When you lose your phone, the first thing you do is call the number and try to pull it up on its locator technology, like Find my iPhone. Then you hope (and probably pray a little) that whoever has your phone is a good human who will return the device to you, even if it takes spotting the good samaritan a little cash kickback.
But when your phone simply disappears into the pawn shop and eBay world to never be seen again, you do what you can to protect your data, especially if you can’t remotely wipe whatever is on your phone (both iOS and Android allow you to do this though, by the way).
But what if you could simply remote-destroy your lost or stolen phone or laptop? New technology developed out of the King Abdullah University of Science and Technology in Saudi Arabia allows you to do just that. It can even be installed on your current gear, says electrical engineer Muhammad Mustafa Hussain.
The self-destructing tech uses an expandable polymer which crushes an electronic device’s chips in just seconds. It can be remotely activated, at which point heated electrodes draw power from the device’s battery to activate the expanding polymer.

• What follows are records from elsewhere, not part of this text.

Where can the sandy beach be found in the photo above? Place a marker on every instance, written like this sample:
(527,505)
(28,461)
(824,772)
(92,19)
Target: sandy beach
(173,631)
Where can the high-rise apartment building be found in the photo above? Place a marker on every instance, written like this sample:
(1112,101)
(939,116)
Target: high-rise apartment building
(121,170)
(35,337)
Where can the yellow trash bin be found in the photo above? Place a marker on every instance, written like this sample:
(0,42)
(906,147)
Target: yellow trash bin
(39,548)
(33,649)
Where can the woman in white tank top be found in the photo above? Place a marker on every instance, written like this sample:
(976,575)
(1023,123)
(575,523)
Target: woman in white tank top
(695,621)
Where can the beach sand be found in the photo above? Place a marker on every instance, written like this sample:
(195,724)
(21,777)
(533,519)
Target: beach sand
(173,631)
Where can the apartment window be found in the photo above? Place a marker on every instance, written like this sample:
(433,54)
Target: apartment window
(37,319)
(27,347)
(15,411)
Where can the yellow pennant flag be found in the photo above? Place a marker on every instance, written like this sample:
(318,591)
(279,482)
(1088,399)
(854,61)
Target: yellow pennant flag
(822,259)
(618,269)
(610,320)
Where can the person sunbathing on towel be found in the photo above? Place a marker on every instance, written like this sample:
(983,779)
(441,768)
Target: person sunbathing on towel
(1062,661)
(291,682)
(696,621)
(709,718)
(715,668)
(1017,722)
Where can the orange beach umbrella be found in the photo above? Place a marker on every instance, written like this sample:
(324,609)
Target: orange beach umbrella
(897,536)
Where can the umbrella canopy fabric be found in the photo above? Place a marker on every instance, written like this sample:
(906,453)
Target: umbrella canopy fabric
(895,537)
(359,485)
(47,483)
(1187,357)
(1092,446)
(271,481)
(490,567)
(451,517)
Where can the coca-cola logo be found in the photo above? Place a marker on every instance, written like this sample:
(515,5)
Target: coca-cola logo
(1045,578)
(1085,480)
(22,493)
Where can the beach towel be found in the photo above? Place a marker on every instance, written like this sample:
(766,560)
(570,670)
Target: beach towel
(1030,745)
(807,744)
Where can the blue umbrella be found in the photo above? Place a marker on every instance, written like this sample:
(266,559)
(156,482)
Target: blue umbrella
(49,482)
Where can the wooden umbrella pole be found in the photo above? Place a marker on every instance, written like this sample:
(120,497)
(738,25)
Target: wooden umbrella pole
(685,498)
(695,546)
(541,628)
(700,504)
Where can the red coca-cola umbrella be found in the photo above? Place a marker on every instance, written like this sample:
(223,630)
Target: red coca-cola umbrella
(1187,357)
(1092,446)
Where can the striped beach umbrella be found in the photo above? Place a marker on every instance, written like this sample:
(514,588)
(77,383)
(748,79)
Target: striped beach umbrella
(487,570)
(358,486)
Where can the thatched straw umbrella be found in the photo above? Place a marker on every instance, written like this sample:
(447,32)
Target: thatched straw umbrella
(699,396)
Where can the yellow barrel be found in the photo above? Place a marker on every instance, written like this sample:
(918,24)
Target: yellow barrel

The polymer then grows to seven times its original size, destroying the device before anyone can steal your data or just sell it to some other sucker.
They say it can be triggered by anything from geolocation (say, “destroy this phone if it ever enters London”) or if it’s just taken outside of a particular building.
As for whether or not the device will hurt those who have taken your stuff, chances are pretty good, but researchers haven’t gotten that far with the tech. They originally designed it for high-security situations like intelligence communities and financial institutions.